This is my first time using IPUMS API, I only use CENSUS API before

Hieu_Tran · February 13, 2025, 9:20pm

I’m migrating to IPUMS API from CENSUS API. I was trying to look all over the documentations, but it was quite confused to me. I wanted to extract vacancy data from Puerto Rico for 2010 and 2020 with geometry to plot it later on.

Please send help and thanks in advance!

JonathanSchroeder · February 14, 2025, 8:09pm

The IPUMS API will support your project. IPUMS has census data about housing vacancy in Puerto Rico, along with shapefiles representing the census areas in Puerto Rico, and you can access this data through the API.

IPUMS provides different types of data through several different projects. The project that provides geographic census data for the U.S. and Puerto Rico is IPUMS NHGIS. (You could also get census microdata for Puerto Rico from IPUMS USA, but the microdata have limited geographic detail.)

To learn more about the types of data in IPUMS NHGIS and the different ways to access it, I recommend viewing this webinar, or you could explore various other resources on the NHGIS website.

The IPUMS Developer Portal provides complete details about the IPUMS API, including instructions for getting started and example workflows and code for accessing NHGIS data and metadata.
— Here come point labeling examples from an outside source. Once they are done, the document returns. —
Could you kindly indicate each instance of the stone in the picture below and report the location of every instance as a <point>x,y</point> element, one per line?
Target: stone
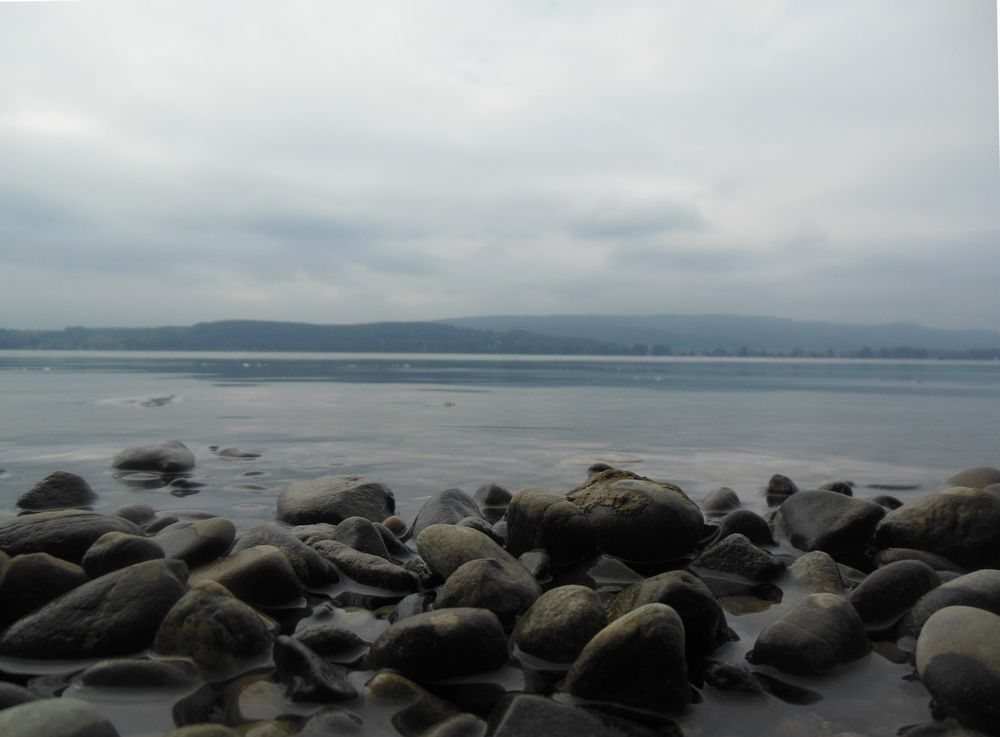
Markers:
<point>65,533</point>
<point>958,661</point>
<point>887,593</point>
<point>960,524</point>
<point>54,718</point>
<point>560,623</point>
<point>736,554</point>
<point>311,568</point>
<point>169,457</point>
<point>441,644</point>
<point>825,520</point>
<point>334,499</point>
<point>116,614</point>
<point>261,576</point>
<point>810,639</point>
<point>506,589</point>
<point>446,507</point>
<point>539,519</point>
<point>637,661</point>
<point>115,550</point>
<point>31,580</point>
<point>221,634</point>
<point>199,542</point>
<point>58,490</point>
<point>307,676</point>
<point>638,519</point>
<point>976,478</point>
<point>980,589</point>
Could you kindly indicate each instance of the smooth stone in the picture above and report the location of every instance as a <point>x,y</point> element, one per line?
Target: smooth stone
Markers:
<point>810,639</point>
<point>115,550</point>
<point>722,499</point>
<point>141,673</point>
<point>261,576</point>
<point>976,478</point>
<point>446,508</point>
<point>334,499</point>
<point>959,524</point>
<point>199,542</point>
<point>539,519</point>
<point>638,519</point>
<point>560,623</point>
<point>505,589</point>
<point>169,457</point>
<point>817,573</point>
<point>736,554</point>
<point>65,533</point>
<point>370,570</point>
<point>54,718</point>
<point>958,661</point>
<point>58,490</point>
<point>116,614</point>
<point>637,660</point>
<point>442,644</point>
<point>30,581</point>
<point>980,589</point>
<point>747,523</point>
<point>825,520</point>
<point>307,676</point>
<point>311,568</point>
<point>221,634</point>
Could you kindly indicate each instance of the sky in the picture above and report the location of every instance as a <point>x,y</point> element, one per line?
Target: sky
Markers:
<point>339,162</point>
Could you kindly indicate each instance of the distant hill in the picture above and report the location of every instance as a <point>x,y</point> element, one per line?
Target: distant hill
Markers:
<point>731,333</point>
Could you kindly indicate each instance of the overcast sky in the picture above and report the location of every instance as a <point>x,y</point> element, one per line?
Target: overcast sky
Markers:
<point>174,162</point>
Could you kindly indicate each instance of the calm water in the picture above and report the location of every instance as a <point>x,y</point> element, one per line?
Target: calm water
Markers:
<point>423,424</point>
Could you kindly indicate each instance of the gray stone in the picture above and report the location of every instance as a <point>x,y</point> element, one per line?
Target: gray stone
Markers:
<point>442,644</point>
<point>958,660</point>
<point>639,519</point>
<point>638,661</point>
<point>334,499</point>
<point>960,524</point>
<point>65,533</point>
<point>116,614</point>
<point>58,490</point>
<point>560,623</point>
<point>169,457</point>
<point>817,634</point>
<point>54,718</point>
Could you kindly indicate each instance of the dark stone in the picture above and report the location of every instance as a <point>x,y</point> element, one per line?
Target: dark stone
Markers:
<point>812,637</point>
<point>961,524</point>
<point>169,457</point>
<point>30,581</point>
<point>638,661</point>
<point>66,533</point>
<point>639,519</point>
<point>307,676</point>
<point>334,499</point>
<point>58,490</point>
<point>825,520</point>
<point>116,614</point>
<point>442,644</point>
<point>115,550</point>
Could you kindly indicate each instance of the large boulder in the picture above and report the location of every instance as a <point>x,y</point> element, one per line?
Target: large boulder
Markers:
<point>168,457</point>
<point>638,519</point>
<point>116,614</point>
<point>825,520</point>
<point>958,660</point>
<point>960,524</point>
<point>637,661</point>
<point>334,499</point>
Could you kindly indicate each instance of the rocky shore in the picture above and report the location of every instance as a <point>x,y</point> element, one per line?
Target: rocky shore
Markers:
<point>621,608</point>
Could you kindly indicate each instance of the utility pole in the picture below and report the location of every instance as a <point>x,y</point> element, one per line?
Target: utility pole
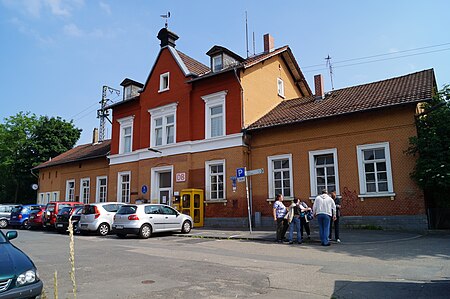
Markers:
<point>103,112</point>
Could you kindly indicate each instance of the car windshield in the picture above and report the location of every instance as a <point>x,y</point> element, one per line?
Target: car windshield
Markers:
<point>65,211</point>
<point>16,209</point>
<point>124,210</point>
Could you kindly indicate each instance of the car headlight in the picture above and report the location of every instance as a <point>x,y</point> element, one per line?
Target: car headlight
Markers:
<point>27,277</point>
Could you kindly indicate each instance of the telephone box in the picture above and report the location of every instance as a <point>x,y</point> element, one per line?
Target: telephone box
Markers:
<point>191,203</point>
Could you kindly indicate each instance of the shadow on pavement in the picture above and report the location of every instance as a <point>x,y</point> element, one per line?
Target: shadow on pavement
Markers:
<point>380,289</point>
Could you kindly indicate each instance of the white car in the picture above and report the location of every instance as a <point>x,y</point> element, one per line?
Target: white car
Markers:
<point>98,217</point>
<point>145,219</point>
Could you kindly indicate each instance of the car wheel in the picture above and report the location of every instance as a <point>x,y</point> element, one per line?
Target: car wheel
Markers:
<point>186,228</point>
<point>3,223</point>
<point>145,232</point>
<point>26,225</point>
<point>103,229</point>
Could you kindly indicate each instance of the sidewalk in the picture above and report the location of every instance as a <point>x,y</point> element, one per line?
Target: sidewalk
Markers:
<point>347,236</point>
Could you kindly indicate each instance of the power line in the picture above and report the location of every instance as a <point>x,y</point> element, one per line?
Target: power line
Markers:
<point>379,55</point>
<point>376,60</point>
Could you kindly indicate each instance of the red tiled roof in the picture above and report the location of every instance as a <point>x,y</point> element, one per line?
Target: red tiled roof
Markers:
<point>80,153</point>
<point>260,57</point>
<point>411,88</point>
<point>193,65</point>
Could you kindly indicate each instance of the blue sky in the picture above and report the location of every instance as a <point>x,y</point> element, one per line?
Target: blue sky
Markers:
<point>57,54</point>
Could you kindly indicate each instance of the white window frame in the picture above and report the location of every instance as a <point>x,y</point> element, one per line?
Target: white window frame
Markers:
<point>68,193</point>
<point>208,165</point>
<point>97,191</point>
<point>361,170</point>
<point>83,188</point>
<point>126,122</point>
<point>211,101</point>
<point>55,195</point>
<point>280,87</point>
<point>119,186</point>
<point>217,57</point>
<point>270,176</point>
<point>163,112</point>
<point>313,173</point>
<point>161,82</point>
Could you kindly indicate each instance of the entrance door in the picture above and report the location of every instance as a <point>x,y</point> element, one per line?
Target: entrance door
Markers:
<point>165,187</point>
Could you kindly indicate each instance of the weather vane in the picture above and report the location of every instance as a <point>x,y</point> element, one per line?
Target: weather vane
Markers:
<point>166,16</point>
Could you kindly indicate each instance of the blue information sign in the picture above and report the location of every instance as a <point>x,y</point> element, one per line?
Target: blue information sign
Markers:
<point>144,189</point>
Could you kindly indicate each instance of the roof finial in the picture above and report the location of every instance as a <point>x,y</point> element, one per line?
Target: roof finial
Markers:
<point>166,16</point>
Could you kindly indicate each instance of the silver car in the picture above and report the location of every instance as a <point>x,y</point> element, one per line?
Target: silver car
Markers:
<point>145,219</point>
<point>98,217</point>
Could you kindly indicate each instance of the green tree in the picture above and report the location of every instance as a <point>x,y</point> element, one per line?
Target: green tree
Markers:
<point>26,141</point>
<point>432,147</point>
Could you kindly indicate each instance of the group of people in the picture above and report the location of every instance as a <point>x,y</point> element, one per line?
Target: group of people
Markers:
<point>326,209</point>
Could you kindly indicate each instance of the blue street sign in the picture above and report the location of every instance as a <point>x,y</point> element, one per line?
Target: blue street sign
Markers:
<point>144,189</point>
<point>240,172</point>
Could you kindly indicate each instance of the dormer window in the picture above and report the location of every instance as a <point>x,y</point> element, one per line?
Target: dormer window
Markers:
<point>164,82</point>
<point>217,63</point>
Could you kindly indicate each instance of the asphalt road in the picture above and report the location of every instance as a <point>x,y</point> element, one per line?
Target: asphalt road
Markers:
<point>171,266</point>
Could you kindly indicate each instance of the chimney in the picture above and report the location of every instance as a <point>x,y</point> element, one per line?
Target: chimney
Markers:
<point>95,136</point>
<point>318,86</point>
<point>269,43</point>
<point>167,37</point>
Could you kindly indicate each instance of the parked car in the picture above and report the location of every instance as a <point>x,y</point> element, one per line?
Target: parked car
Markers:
<point>20,215</point>
<point>35,220</point>
<point>145,219</point>
<point>62,219</point>
<point>5,214</point>
<point>98,217</point>
<point>18,274</point>
<point>52,209</point>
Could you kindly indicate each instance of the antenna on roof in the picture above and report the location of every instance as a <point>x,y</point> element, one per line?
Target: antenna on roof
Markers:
<point>246,32</point>
<point>330,68</point>
<point>166,17</point>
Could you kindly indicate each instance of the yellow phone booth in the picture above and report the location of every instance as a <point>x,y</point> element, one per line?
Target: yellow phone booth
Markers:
<point>191,204</point>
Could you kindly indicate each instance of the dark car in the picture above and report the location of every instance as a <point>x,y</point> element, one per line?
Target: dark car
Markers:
<point>52,209</point>
<point>35,220</point>
<point>20,215</point>
<point>18,274</point>
<point>62,219</point>
<point>5,214</point>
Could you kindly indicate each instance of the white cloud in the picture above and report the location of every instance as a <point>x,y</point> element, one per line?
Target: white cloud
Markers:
<point>73,30</point>
<point>105,7</point>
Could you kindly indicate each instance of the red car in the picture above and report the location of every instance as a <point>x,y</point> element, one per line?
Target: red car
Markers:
<point>35,220</point>
<point>52,209</point>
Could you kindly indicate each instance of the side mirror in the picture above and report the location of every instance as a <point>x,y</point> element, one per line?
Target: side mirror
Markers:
<point>11,235</point>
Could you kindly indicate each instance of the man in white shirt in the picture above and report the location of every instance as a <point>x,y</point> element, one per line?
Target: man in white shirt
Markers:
<point>324,209</point>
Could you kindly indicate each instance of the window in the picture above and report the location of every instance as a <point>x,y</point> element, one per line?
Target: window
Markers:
<point>215,114</point>
<point>102,189</point>
<point>215,180</point>
<point>126,135</point>
<point>374,168</point>
<point>123,188</point>
<point>280,85</point>
<point>280,175</point>
<point>164,82</point>
<point>85,190</point>
<point>323,170</point>
<point>217,63</point>
<point>70,190</point>
<point>163,120</point>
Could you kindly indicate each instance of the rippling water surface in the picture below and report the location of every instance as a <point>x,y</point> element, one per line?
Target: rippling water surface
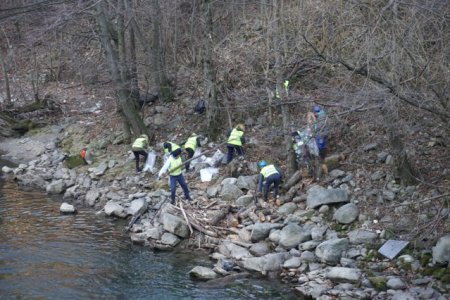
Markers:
<point>46,255</point>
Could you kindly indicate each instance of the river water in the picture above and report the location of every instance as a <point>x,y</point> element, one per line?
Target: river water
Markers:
<point>46,255</point>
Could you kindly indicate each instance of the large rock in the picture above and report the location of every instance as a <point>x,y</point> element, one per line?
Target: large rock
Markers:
<point>245,200</point>
<point>170,239</point>
<point>56,187</point>
<point>268,262</point>
<point>230,192</point>
<point>330,251</point>
<point>31,180</point>
<point>287,208</point>
<point>441,252</point>
<point>113,208</point>
<point>92,196</point>
<point>261,231</point>
<point>67,208</point>
<point>7,170</point>
<point>346,214</point>
<point>293,262</point>
<point>318,196</point>
<point>292,235</point>
<point>137,206</point>
<point>259,249</point>
<point>234,251</point>
<point>247,182</point>
<point>341,274</point>
<point>99,170</point>
<point>202,273</point>
<point>175,225</point>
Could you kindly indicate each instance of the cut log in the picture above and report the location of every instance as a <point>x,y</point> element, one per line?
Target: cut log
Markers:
<point>220,216</point>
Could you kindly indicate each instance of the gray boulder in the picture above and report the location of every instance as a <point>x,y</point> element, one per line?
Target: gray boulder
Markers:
<point>56,187</point>
<point>261,230</point>
<point>247,182</point>
<point>287,208</point>
<point>67,208</point>
<point>330,251</point>
<point>113,208</point>
<point>292,235</point>
<point>92,196</point>
<point>234,251</point>
<point>441,252</point>
<point>137,206</point>
<point>175,225</point>
<point>202,273</point>
<point>170,239</point>
<point>341,274</point>
<point>293,262</point>
<point>259,249</point>
<point>244,201</point>
<point>268,262</point>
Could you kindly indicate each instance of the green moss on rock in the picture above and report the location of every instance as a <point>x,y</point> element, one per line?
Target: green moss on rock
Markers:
<point>74,161</point>
<point>379,282</point>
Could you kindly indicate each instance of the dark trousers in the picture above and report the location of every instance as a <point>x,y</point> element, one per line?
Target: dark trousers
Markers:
<point>274,179</point>
<point>231,148</point>
<point>190,155</point>
<point>136,157</point>
<point>173,187</point>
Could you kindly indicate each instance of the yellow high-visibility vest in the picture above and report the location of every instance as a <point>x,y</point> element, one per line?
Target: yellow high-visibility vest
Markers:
<point>235,137</point>
<point>174,147</point>
<point>191,143</point>
<point>174,163</point>
<point>268,170</point>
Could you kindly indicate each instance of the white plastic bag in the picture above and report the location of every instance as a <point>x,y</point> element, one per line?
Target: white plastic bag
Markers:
<point>150,162</point>
<point>312,147</point>
<point>197,154</point>
<point>216,159</point>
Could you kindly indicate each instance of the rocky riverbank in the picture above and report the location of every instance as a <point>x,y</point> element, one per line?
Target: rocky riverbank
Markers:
<point>314,237</point>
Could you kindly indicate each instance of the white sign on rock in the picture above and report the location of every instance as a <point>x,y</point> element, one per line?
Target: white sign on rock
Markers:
<point>392,248</point>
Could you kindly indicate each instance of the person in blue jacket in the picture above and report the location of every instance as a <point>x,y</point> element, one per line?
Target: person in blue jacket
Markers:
<point>268,175</point>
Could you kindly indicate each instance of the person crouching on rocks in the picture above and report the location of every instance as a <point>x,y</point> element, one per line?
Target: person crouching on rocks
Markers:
<point>269,175</point>
<point>139,148</point>
<point>174,166</point>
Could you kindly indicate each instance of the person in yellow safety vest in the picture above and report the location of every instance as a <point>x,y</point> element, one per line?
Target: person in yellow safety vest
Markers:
<point>269,175</point>
<point>191,144</point>
<point>168,148</point>
<point>174,166</point>
<point>235,141</point>
<point>139,148</point>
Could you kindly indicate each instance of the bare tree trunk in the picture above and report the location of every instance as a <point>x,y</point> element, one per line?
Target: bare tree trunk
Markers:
<point>8,102</point>
<point>290,161</point>
<point>162,82</point>
<point>403,168</point>
<point>120,86</point>
<point>209,70</point>
<point>134,83</point>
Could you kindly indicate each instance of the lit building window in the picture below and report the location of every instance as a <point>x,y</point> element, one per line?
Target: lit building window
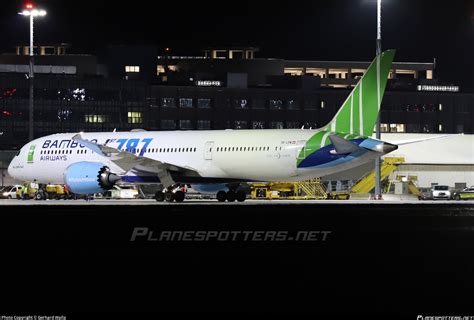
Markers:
<point>276,104</point>
<point>276,125</point>
<point>135,117</point>
<point>397,127</point>
<point>185,102</point>
<point>240,124</point>
<point>204,103</point>
<point>292,104</point>
<point>131,69</point>
<point>160,69</point>
<point>168,102</point>
<point>95,118</point>
<point>203,124</point>
<point>240,103</point>
<point>185,124</point>
<point>258,125</point>
<point>293,125</point>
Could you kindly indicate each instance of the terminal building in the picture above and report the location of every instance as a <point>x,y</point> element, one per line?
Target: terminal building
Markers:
<point>142,87</point>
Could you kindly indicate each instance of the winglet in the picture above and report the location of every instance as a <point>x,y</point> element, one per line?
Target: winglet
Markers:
<point>343,146</point>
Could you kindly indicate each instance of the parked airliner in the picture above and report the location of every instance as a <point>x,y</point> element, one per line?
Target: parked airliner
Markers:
<point>93,162</point>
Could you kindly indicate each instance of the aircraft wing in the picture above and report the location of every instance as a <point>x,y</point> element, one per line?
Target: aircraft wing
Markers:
<point>403,142</point>
<point>127,160</point>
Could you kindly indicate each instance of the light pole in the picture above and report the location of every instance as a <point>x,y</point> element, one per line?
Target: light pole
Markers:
<point>378,187</point>
<point>31,12</point>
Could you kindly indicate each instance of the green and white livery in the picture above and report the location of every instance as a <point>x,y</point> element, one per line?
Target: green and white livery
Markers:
<point>93,162</point>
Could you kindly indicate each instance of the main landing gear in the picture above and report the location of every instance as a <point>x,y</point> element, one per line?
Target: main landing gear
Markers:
<point>173,193</point>
<point>231,196</point>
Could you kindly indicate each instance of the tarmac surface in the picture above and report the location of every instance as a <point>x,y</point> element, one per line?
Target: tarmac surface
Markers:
<point>250,202</point>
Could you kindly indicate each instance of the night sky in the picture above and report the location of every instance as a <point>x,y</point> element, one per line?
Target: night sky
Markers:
<point>420,30</point>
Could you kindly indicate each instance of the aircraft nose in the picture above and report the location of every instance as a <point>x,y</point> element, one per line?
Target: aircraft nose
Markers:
<point>10,169</point>
<point>388,147</point>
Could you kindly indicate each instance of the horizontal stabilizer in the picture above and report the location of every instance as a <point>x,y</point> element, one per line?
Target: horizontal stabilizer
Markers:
<point>404,142</point>
<point>343,146</point>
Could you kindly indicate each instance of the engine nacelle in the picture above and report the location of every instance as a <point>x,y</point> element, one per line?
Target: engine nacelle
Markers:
<point>89,177</point>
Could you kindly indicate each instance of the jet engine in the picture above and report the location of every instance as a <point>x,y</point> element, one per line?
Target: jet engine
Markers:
<point>89,177</point>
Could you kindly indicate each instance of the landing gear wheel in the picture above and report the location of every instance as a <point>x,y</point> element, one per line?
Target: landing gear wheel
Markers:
<point>160,196</point>
<point>240,196</point>
<point>179,196</point>
<point>231,196</point>
<point>169,196</point>
<point>221,196</point>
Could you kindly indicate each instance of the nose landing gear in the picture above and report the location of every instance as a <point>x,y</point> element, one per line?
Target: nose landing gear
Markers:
<point>173,193</point>
<point>231,196</point>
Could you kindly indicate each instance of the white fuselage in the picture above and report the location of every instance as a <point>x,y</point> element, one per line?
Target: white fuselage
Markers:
<point>245,155</point>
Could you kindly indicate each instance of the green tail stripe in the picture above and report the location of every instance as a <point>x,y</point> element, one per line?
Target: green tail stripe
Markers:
<point>359,112</point>
<point>372,88</point>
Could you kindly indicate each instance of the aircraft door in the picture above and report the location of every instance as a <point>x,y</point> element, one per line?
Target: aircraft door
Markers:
<point>208,150</point>
<point>300,150</point>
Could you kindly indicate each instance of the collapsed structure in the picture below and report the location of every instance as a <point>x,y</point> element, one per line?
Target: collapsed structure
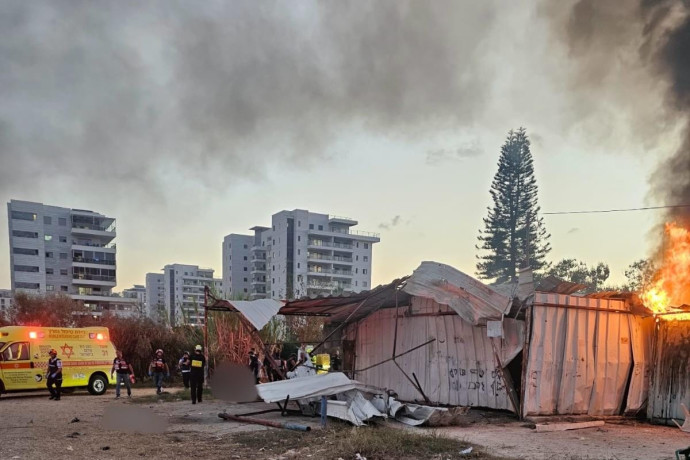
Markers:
<point>441,337</point>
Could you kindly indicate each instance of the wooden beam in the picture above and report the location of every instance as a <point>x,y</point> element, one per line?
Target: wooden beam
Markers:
<point>568,426</point>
For Python and R users, the easiest way to interface with the API is to use one of our client SDK libraries: ipumspy for Python and ipumsr for R. For ipumsr, there’s a blog post and webinar that introduce how to access NHGIS in R. We haven’t yet added similar resources for ipumspy, but this page gives examples of ipumspy code accessing NHGIS.

If you’ve reviewed these materials and you still have questions about how to access the data you’re looking for, please feel free to reply here.

A couple notes about Puerto Rico data on NHGIS:

NHGIS includes no data for Puerto Rico in its tables for 2000 or earlier years. Puerto Rico is also not available in NHGIS GIS files from before 2000, but it is available in the 2000 GIS files that are based on 2010 TIGER/Line files.
Currently, most NHGIS data files cover all areas in the U.S., including Puerto Rico (for the years described in the previous note). We expect to release an update very soon that will enable NHGIS users to limit most table data requests to selected states or state equivalents.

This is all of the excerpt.